Un Soupçon d'Art

10 minutes de lecture

-C'est elle. Vous devez revenir. Ils arriveront dans quelques jours. Vous n'avez plus de choix désormais. Faites ce que l'on avez prévu. Et reviens. Je t'en prie, reviens au Refuge. C'est la destinée de l'enfant. Elle va changer le monde.

Reviens.

Lylith ouvrit les yeux mais ne vit pas. Son esprit était occupé ailleurs. Étranges paroles qui résonnaient dans sa tête. Où les avait-elle entendues ? Ou n'était-ce qu'un simple rêve ? Étonnement, la soldate ne croyait pas à cette deuxième question qui restait sans réponse. Et quel était le sens de ce discours ? Le Refuge ? Cela lui semblait familier mais elle ne put associer d'image ou de paroles à ce nom. La voix. Cette voix Lylith l'avait identifiée. C'était celle d'un certain Gaston, un pêcheur dans son village. Il ne s'entendait pas bien avec sa mère et vivait seul. Mais pourquoi avait-elle entendu sa voix ? Cet enfant dont le rêve parlait...Lylith eut un mauvais pressentiment et frissonna, chassant ses pensées insensées. Qui était-ce ? Faisait-il nuit ? Tout était sombre. Non. La soldate sentait la bonne odeur du pain. Qui devait revenir ? Pourquoi ? Pourquoi avait-elle une part de l'Art d'Orpheus en elle ? Pourquoi le dragon lui était-il apparu ? Quelle était cette force dont la jeune femme ignorait l'existence auparavant et qui désormais l'habitait ? Se rapprochait-elle d'un parasite ? Ou était-elle bienfaitrice ? Rien n'a de sens. Rien. Rien.

Désormais elle descendait des escaliers en bois d'une auberge. On l'avait couchée sur une paillasse et couverte par un fin drap. Lylith portait toujours sa légère armure de cuir usé et ses armes avaient été rangées à côté de son chevet. Elle s'était endormie profondément sur le Oclock alors que sa petite compagnie galopait vers les Mines.

Hector lui fit signe à une table dans un coin de cette grande auberge. Il avait un verre de jus de fruit à sa main et arborait un sourire chaleureux. Orpheus était là, lui aussi, et se contenta d'adresser un simple signe de tête à leur camarde. Cette dernière sourit et s'empressa de descendre les quelques marches en bois qui lui restait afin de les rejoindre joyeusement.

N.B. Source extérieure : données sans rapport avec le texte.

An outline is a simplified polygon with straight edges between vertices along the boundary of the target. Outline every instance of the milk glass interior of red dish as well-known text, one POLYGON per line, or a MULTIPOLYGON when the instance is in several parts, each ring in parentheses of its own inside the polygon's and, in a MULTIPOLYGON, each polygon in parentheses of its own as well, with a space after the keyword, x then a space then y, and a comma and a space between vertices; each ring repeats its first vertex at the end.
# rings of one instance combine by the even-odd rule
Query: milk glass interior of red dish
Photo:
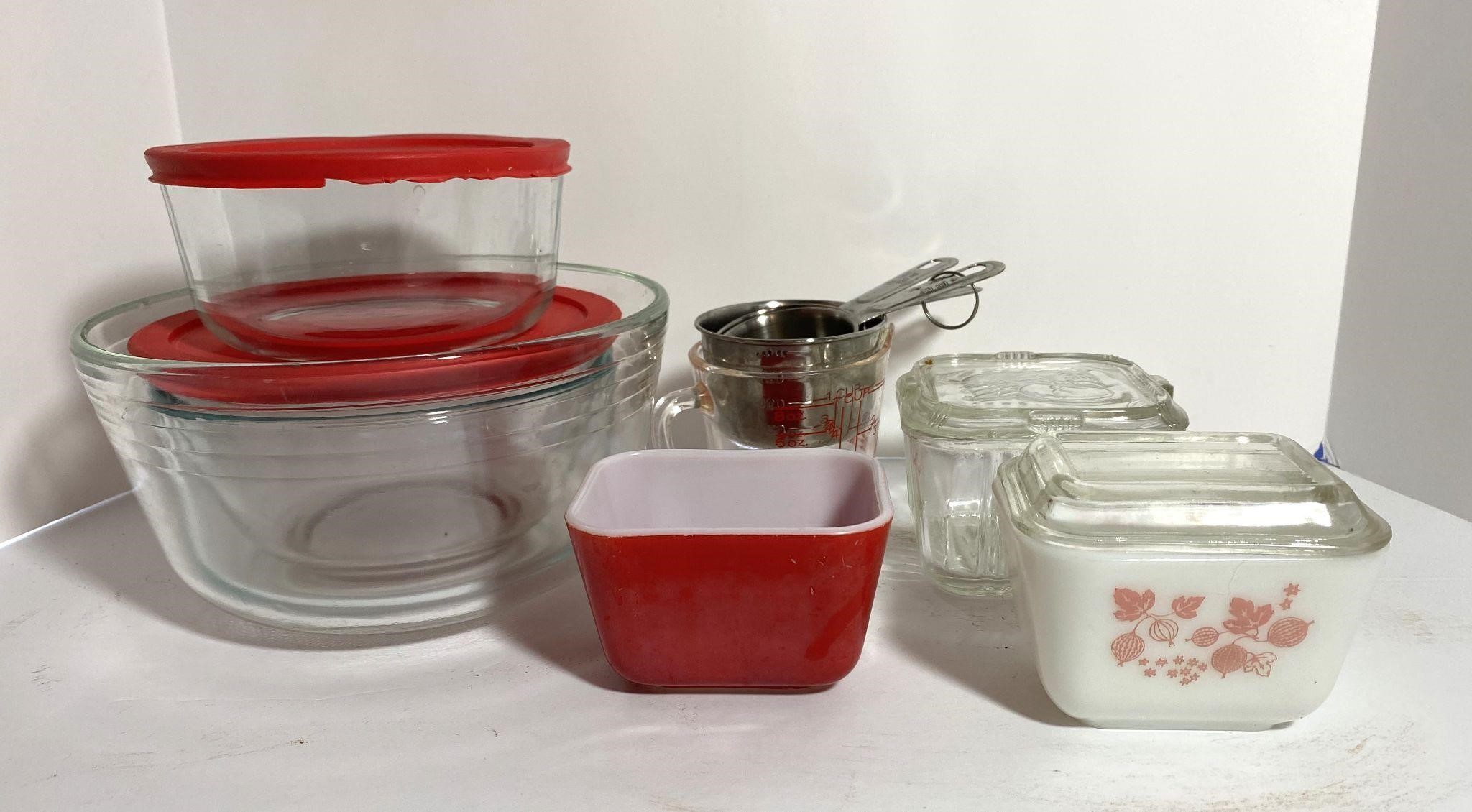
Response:
POLYGON ((894 510, 848 450, 649 450, 567 510, 609 665, 658 687, 815 687, 858 662, 894 510))
POLYGON ((481 347, 530 328, 556 279, 568 144, 500 135, 153 147, 205 325, 272 357, 481 347))
POLYGON ((1344 481, 1273 434, 1058 434, 992 487, 1042 685, 1097 727, 1307 715, 1390 541, 1344 481))

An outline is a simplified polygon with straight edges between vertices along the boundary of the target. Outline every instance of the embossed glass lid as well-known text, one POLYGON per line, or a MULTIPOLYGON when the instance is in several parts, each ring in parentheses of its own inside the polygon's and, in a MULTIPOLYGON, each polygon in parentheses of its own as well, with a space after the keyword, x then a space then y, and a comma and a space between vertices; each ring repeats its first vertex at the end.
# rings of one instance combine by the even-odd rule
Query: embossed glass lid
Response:
POLYGON ((1063 432, 994 487, 1023 535, 1070 547, 1353 555, 1390 541, 1350 485, 1276 434, 1063 432))
POLYGON ((1055 431, 1182 430, 1175 390, 1108 355, 992 353, 920 359, 899 377, 911 435, 1032 438, 1055 431))

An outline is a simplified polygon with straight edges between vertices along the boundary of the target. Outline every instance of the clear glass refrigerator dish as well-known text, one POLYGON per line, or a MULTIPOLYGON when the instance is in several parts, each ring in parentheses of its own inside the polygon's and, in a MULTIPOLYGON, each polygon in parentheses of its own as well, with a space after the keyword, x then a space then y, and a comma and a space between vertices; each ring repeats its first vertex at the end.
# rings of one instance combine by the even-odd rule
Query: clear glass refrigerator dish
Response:
POLYGON ((994 493, 1038 675, 1097 727, 1307 715, 1391 535, 1273 434, 1064 432, 1002 465, 994 493))
POLYGON ((997 468, 1057 431, 1183 430, 1169 381, 1117 356, 944 355, 896 385, 910 506, 926 572, 957 594, 1004 594, 997 468))

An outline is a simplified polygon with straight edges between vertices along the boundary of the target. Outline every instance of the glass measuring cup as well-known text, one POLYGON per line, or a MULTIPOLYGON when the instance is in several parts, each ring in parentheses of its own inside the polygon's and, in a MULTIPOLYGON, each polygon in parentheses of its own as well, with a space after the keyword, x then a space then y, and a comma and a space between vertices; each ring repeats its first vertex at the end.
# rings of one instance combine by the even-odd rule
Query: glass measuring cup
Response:
POLYGON ((873 456, 892 332, 886 322, 871 352, 820 368, 788 368, 782 355, 767 368, 714 363, 695 344, 695 385, 655 403, 654 444, 671 447, 674 418, 699 410, 712 449, 833 447, 873 456))

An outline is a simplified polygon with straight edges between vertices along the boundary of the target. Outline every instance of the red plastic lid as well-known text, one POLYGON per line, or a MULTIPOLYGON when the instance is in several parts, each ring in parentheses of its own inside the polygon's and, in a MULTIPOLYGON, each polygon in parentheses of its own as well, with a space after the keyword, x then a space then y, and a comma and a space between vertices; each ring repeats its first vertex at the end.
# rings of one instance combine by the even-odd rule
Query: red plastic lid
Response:
POLYGON ((446 400, 512 388, 590 360, 612 344, 612 337, 555 338, 621 315, 617 304, 596 293, 559 287, 537 324, 511 344, 452 356, 284 362, 225 344, 199 313, 185 310, 140 328, 128 340, 128 352, 225 365, 144 375, 158 388, 194 400, 250 406, 446 400), (531 341, 536 344, 527 347, 531 341))
POLYGON ((567 165, 561 138, 512 135, 352 135, 261 138, 152 147, 156 184, 206 188, 319 188, 327 181, 437 184, 452 178, 553 178, 567 165))
POLYGON ((530 330, 551 297, 530 274, 414 271, 255 285, 199 300, 197 306, 249 347, 246 352, 346 360, 505 343, 530 330), (378 312, 386 303, 402 307, 412 302, 439 306, 397 318, 378 312), (474 304, 455 304, 461 302, 474 304))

-Comment va notre fière aventurière ? S'exclama le blondinet. Reposée ?

Le rêve revint à l'esprit de la jeune femme qui marqua une pause avant de répondre sur un sourire forcé:

-Oui, ce somme m'a fait énormément de bien. Pouvez-vous me dire où nous sommes par tout hasard ? Demanda t'elle avec un air qu'elle voulait détaché.

-Aux Mines des Montagnes Grises, Lylith, annonça Orpheus, sortant de son silence. Au village plus exactement. Vous vous êtes endormie hier soir après les récents événements, nous vous avons donc portée dans la chambre dans laquelle vous vous êtes réveillée ce matin.

Lylith battit des paupières, tentant de se rappeler un moindre détail de son transport du cheval au lit de l'auberge, mais rien ne lui vint.

-A ce propos, fit Hector d'un ton hésitant. Pourrait-on parler de ce qu'il s'est passé la veille ?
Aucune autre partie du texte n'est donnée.